E eles buscam sempre por roteiros personalizados, que incluem caminhar sob as cerejeiras em flor durante a primavera, explorar templos históricos em diversas regiões do país e desfrutar do ritmo acelerado da capital Tóquio, entre tantas outras atrações que existem por lá.
Essa combinação de menos burocracia, mais conectividade aérea e crescente interesse cultural cria um cenário extremamente favorável para o brasileiro que deseja explorar o Oriente.
“A facilidade de entrada reduz barreiras práticas e psicológicas. Quando o viajante percebe que não precisa enfrentar um processo de visto, o destino deixa de ser um sonho distante e passa a ser um plano concreto”, afirma Mami Fumioka, fundadora e vice-presidente da Quickly Travel.
ABERTURA NA CHINA

Até dezembro de 2026, brasileiros poderão entrar na China sem visto para estadias de até 30 dias. É um período perfeito para visitar cidades como Pequim, Xangai e Xi’an. A China une civilização ancestral com atrações e paisagens famosas, como a Muralha da China ou as montanhas do Parque Nacional Florestal Zhangjiajie (inspiração para alguns dos cenários fantásticos do filme Avatar). Além disso, os turistas podem combinar o destino com outros lugares do continente asiático -algo que os brasileiros adoram.
A isenção do visto surtiu efeito: as reservas de brasileiros no destino cresceram 91% em 2025, revela a Civitatis, plataforma global de experiências turísticas presentes em mais de 160 países. Além da facilidade de entrada, a grande visibilidade do país nas mídias sociais também impulsiona as viagens.
“A China deixou de ser um destino ‘difícil’ para o brasileiro. Quando você reduz burocracia e dá mais previsibilidade, com experiência guiada, idioma e praticidade, o país vira uma opção muito mais acessível para quem quer ir além do óbvio”, diz Alexandre Oliveira, country manager da Civitatis no Brasil. “Quando a burocracia cai, o destino se torna muito mais acessível para quem quer ir além do óbvio”, acrescenta.
A melhora da conectividade aérea também ajuda a consolidar a tendência. A Air China, que voltou a operar voos entre Brasil e Pequim em 2024, com escala para abastecimento, hoje já oferece 13 voos mensais. A expetativa era fechar 2025 com 200 mil passageiros em viagens de ida e volta entre os dois países.

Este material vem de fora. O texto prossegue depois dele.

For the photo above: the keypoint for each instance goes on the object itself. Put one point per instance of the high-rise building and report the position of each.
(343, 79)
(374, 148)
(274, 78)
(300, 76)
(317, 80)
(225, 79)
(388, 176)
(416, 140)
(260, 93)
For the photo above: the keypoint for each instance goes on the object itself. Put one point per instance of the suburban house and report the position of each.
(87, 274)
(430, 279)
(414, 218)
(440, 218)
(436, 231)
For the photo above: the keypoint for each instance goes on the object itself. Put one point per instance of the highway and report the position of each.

Em junho de 2025, a companhia chinesa |Hainan Airlines e a Air Europa firmaram uma parceria de doseshare em voos integrados operando de Madri para cidades da América Latina, entre elas São Paulo.
A ONDA DA COREIA DO SUL

O país completa a trilogia asiática no mapa do viajante brasileiro. Ali também é possível entrar sem visto para uma viagem turística de 90 dias. Mas, um outro fator vem impulsionando as viagens para a capital Seul, Busan ou à ilha de Jesu. É a cultura impulsionada pelo K-pop, pelos doramas (séries dramáticas televisivas) e pelo cinema sul-coreano, que roubou a cena em Hollywood nos últimos anos.
E, você, já fez os planos de viagem para 2026?